The models developed using SWIR HSI spectra exhibited improved classification abilities compared to those created from Vis–NIR HSI spectra. SWIR HSI spectra demonstrated the higher sensitivity, specificity, and precision values, lower error rates, and greater accuracy. The spectral pre-processed SWIR HSI data also increases the classification ability of the models. The model trained with spectral data pre-processing SNV with SG-D2 yielded the best classification score, with sensitivity, specificity and precision values of more than 0.989, 0.995 and 0.990, respectively, with accuracy greater than 0.995 and non-assigned rate less than 0.012. In the case of Vis–NIR HSI spectra, the best classification score obtained from SNV with SG smoothing spectral pre-processing shows the strong capability to classify the different MW pre-treatment from control samples with a greater score of sensitivity from 0.934 to 0.991, specificity from 0.964 to 0.990 and precision from 0.936 to 0.991 with accuracy greater than 0.996 and non-assigned rate less than 0.116.

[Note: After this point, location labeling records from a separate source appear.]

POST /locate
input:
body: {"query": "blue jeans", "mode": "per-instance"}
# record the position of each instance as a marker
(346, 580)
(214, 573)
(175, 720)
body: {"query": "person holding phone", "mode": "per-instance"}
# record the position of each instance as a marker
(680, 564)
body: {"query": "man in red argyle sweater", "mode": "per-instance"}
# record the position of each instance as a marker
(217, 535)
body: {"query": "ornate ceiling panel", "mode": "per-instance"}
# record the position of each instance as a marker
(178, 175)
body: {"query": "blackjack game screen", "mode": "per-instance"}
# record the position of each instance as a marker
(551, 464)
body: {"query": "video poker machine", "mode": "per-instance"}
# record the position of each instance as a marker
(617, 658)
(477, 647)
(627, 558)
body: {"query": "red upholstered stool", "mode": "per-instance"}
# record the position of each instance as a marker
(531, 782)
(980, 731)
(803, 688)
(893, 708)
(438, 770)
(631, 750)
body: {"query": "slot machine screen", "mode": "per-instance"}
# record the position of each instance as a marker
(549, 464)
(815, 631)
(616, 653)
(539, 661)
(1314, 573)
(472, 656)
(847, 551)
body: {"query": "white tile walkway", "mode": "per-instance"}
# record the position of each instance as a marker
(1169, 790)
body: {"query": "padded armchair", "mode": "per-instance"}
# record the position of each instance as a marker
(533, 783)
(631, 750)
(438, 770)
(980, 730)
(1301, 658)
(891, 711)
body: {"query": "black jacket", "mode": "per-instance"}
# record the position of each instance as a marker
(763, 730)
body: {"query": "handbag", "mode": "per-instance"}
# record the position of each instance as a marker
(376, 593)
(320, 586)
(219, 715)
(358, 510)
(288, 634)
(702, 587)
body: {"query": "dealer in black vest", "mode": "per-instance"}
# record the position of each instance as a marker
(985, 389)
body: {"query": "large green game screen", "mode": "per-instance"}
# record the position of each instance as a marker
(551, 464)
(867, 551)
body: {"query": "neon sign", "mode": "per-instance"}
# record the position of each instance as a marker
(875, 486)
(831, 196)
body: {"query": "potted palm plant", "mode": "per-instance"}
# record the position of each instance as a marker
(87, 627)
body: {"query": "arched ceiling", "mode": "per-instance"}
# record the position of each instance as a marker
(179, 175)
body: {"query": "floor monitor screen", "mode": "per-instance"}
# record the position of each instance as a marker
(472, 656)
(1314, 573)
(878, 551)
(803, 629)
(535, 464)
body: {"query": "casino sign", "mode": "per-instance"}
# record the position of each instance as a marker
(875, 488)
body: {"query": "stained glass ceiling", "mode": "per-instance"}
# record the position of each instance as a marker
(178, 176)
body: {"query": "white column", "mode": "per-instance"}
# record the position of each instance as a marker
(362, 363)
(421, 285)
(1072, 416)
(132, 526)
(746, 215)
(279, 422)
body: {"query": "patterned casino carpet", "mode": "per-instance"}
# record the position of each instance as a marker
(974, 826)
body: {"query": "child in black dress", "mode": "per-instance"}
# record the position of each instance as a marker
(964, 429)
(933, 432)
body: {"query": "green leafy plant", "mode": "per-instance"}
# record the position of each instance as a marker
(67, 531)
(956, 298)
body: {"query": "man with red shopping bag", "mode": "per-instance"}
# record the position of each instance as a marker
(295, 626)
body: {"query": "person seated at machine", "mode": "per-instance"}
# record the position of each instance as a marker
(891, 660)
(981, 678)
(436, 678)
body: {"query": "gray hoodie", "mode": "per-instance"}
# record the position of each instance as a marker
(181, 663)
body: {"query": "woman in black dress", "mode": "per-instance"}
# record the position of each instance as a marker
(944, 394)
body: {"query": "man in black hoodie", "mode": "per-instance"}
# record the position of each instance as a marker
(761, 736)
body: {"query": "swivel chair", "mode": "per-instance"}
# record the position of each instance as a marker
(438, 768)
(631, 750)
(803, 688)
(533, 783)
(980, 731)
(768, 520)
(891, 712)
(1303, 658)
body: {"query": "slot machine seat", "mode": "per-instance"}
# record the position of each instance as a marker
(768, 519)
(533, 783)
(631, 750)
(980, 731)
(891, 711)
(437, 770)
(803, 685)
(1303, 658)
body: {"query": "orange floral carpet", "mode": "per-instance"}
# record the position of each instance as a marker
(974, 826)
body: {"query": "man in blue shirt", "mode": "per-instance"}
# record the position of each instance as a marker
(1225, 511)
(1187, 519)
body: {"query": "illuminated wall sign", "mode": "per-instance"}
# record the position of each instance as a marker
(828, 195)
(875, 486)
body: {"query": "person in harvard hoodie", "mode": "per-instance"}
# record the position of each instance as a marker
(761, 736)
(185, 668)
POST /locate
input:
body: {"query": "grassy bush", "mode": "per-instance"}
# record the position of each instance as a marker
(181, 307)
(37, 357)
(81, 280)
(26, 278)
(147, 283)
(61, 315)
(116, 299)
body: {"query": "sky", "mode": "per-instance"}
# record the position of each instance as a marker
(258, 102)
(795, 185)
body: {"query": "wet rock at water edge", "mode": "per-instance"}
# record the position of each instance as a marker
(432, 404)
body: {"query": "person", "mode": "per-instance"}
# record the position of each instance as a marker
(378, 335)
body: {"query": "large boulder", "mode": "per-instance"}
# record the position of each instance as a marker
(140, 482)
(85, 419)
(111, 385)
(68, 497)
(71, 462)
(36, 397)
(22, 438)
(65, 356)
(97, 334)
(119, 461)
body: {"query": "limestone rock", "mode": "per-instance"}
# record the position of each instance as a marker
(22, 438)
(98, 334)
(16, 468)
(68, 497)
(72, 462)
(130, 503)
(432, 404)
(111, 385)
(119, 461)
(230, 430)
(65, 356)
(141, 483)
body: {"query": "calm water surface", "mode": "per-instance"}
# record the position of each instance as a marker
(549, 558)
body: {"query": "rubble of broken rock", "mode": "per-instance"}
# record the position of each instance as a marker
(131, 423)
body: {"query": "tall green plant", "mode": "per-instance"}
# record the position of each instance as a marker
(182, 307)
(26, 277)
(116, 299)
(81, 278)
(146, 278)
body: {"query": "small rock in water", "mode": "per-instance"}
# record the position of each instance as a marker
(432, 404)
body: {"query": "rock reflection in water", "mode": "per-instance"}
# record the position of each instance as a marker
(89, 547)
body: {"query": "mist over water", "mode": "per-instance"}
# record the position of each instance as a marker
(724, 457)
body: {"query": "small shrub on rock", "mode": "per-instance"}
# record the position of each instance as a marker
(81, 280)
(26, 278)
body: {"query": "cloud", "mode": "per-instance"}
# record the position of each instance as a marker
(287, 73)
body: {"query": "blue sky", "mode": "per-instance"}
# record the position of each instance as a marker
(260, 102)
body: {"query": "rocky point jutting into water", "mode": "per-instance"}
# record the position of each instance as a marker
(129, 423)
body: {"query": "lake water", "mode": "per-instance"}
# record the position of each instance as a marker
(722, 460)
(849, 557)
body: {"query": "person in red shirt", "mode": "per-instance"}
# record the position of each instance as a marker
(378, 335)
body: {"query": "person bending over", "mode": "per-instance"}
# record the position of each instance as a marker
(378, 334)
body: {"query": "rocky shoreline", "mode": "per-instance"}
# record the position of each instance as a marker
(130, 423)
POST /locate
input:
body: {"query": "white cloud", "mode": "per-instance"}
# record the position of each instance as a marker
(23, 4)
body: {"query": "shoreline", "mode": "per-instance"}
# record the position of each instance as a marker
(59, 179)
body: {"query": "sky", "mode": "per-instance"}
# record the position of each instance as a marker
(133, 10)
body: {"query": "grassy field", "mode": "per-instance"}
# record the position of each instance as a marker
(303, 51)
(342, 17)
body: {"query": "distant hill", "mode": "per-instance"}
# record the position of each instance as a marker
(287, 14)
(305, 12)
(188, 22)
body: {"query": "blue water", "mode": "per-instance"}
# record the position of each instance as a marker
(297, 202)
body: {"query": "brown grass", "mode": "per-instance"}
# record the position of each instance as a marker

The high-performance level in the classifications of treated MW1 and MW2 seed samples in both Vis–NIR and SWIR HSI was due to small variations in time of exposure and bed thickness. The findings reported here in relation to classification performance of PLS-DA models using the Vis–NIR–SWIR HSI spectra are in line with that of wheat kernels³⁸, muskmelon seeds⁴⁵ and corn seeds³⁷ as the subjects.

Prediction model development

The PLS regression (PLS-R) models were developed to estimate the amount of oil and fatty acids in mustard seeds using a range of spectral pre-processing techniques³⁹. Individual models were developed for Vis–NIR–SWIR, and the obtained RMSEC and RMSECV values, along with the number of latent variables used, were found to be satisfactory, indicating that the models were statistically adequate can be applied to independent test set (Table 3).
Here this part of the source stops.